When adults interfere in this first stage of preparation for social life, they nearly always make mistakes. When children are “walking on the line” one of them may go in the opposite direction to all the others, and a collision seems inevitable. One’s impulse is to seize the child and turn him around. But he looks out very well for himself, and solves the difficulty – not always in the same fashion, but always satisfactorily. Such problems abound at every step, and it gives the children great pleasure to face them. They feel irritated if we intervene, and find a way if left to themselves. This is all social experience, and it provides constant practice in dealing suitably with situations that no teacher would be able to invent.
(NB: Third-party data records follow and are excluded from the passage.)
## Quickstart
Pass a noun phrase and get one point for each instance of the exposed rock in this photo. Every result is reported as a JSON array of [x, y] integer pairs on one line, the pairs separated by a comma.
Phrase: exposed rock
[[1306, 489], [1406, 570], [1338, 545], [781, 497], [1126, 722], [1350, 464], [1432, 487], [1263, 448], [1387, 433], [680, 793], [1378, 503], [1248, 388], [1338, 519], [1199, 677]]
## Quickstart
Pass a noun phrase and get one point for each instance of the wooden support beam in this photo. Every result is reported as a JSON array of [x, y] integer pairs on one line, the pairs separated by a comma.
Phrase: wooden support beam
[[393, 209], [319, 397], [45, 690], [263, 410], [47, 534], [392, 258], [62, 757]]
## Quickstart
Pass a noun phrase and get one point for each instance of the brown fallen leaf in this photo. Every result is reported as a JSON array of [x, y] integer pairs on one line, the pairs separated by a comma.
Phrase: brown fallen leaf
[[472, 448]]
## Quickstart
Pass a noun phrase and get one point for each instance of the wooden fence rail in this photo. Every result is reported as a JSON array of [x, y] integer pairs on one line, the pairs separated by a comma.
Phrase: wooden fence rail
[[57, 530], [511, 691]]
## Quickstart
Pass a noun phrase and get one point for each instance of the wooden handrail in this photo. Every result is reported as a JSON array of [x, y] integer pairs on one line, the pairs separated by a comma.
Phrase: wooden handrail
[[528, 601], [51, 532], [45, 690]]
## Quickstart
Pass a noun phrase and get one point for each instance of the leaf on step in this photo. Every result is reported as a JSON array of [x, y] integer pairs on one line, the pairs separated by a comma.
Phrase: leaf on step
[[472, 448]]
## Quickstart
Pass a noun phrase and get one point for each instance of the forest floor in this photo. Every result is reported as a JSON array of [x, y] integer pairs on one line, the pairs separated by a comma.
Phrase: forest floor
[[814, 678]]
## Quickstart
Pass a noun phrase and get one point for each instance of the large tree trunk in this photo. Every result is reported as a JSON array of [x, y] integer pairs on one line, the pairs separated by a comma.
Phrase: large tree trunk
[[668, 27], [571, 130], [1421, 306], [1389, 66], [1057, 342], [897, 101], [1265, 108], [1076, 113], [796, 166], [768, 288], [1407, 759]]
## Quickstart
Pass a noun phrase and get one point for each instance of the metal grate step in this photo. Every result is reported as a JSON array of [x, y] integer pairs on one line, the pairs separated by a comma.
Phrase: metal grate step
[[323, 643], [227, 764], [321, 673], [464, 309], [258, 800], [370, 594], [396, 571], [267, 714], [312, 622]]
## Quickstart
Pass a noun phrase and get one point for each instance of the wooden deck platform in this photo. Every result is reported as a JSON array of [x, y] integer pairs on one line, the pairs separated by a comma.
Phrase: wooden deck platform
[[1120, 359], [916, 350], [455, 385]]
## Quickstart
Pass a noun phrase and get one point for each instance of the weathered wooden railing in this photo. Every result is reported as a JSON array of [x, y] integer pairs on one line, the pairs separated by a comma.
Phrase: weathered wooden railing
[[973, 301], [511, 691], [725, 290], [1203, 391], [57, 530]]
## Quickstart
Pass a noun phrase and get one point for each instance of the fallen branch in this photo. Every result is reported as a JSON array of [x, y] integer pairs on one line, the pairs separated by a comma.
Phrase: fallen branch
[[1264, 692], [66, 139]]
The teacher, instead, usually intervenes, but her solution differs from that of the children and this disturbs the harmony of the group. Apart from exceptional cases, we ought to leave such problems to the children.

(Montessori, M. The Absorbent Mind, 2007:219, Kindle Edition)

In this article by Guidepost Montessori, the benefits of the multi-age classroom are explored in more detail.

In her book, The Gardener and the Carpenter, Alison Gopnik writes:

Here’s another way to think about caregiving that isn’t like work or school. Some evolutionary theorists think that music and dancing emerged as a way of promoting social relationships.30 You can’t simply make another person move in a particular way and call it dancing. Dancing involves a back-and-forth between the movements of one person and another—a fine coordination between what each person does. The back-and-forth of observation and imitation is more like that kind of expert coordination than like a form of goal-directed activity. Like dancing, it’s a form of love, not work.

(Gopnik, A. The Gardener and the Carpenter: What the New Science of Child Development Tells Us About the Relationship Between Parents and Children, chapter 4, location 1668, Kindle Edition)


It’s undeniably true that it takes a village to raise a child, but it’s equally true that it takes a child to raise a village. When we finally understand this, we will be ready to build a truly healthy society.